When The Knot shared the average cost of a wedding in 2018 through a Facebook post, people responded by tagging their loved ones and laughing.

“I think not lol,” Alexa Vinkler told Justin Vinkler. “I agree lol,” Justin replied.

“Show Dad,” Selena Hanzel told Yvonne Garza Arndt.

“Sure you want to get married? Lol,” Sierra Danielle Hall asked Matthew Melton Cetnar. 

The comments go on and on. They are nearly universally about how outrageous the dollar amount that The Knot announced with a drumroll is. 

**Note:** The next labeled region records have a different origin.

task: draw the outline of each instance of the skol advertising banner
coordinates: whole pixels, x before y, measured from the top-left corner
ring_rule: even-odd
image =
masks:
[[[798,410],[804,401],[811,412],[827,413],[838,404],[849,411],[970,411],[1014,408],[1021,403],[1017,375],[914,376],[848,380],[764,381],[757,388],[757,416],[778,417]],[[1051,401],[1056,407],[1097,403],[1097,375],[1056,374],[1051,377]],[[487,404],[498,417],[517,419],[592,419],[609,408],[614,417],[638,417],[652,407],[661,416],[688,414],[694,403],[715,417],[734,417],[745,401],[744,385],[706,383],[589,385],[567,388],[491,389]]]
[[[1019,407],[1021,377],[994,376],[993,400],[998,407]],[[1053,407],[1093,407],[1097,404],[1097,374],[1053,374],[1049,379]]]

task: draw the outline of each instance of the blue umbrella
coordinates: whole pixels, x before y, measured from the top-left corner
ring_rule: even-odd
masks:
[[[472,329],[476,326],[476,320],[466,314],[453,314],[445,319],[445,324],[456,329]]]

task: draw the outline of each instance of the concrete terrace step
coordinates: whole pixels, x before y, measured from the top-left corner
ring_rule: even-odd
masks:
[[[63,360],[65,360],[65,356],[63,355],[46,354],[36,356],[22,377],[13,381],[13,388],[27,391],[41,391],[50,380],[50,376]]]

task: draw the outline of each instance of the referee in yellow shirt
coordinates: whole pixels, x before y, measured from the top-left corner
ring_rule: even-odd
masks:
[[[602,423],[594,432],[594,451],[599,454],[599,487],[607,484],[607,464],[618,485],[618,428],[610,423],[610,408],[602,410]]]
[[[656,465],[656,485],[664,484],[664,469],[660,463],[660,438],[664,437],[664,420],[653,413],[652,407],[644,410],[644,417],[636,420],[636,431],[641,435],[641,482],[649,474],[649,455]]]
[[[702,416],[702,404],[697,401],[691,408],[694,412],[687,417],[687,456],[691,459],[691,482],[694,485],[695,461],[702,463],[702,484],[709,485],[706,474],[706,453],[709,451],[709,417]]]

The Knot knows what’s up. They know what people are saying on Facebook. Why else hedge their own articles with lines like “Don’t let this number scare you—it’s an average!” and “Before you start hyperventilating…”?

But instead of offering couples real solutions for real problems — instead of acknowledging WHY couples are hyperventilating at all — The Knot links to weddings in treehouses. They say couples are just really into “personalization.”

“Couples are investing in hyper-personalized events infused with meaningful details, like their go-to movies or their favorite date-night food,” says The Knot. “Today’s couples want their wedding to be a true expression of their unique love story and for guests to leave saying, ‘That was so them.’”

What The Knot completely ignores — or maybe doesn’t even realize? — is that a couple’s “true expression of their unique love story” increasingly means not taking out a new credit card to pay for their wedding. “That was so them” is short-hand for “take your $33,931 average and shove it.”

If you’re The Knot, the changing reality of wedding planning has to be scary. It has to be hard to post your fancy survey and be met with 198 comments about how ridiculous it is.

What this all means

Change in the wedding industry won’t happen overnight. It might not even happen in my lifetime. What with the fresh birth of the monolith that is The Knot Worldwide, The Knot will continue to be a powerhouse in my industry for decades to come.

But not forever.

The Knot’s own survey predicts as much. It’s right there in black and white: If The Knot doesn’t adapt, it will die.

Because that’s what The Knot’s 2019 Real Weddings Study actually tells us: Couples deserve better and, finally, they’re beginning to believe it.

And that is a change worth celebrating.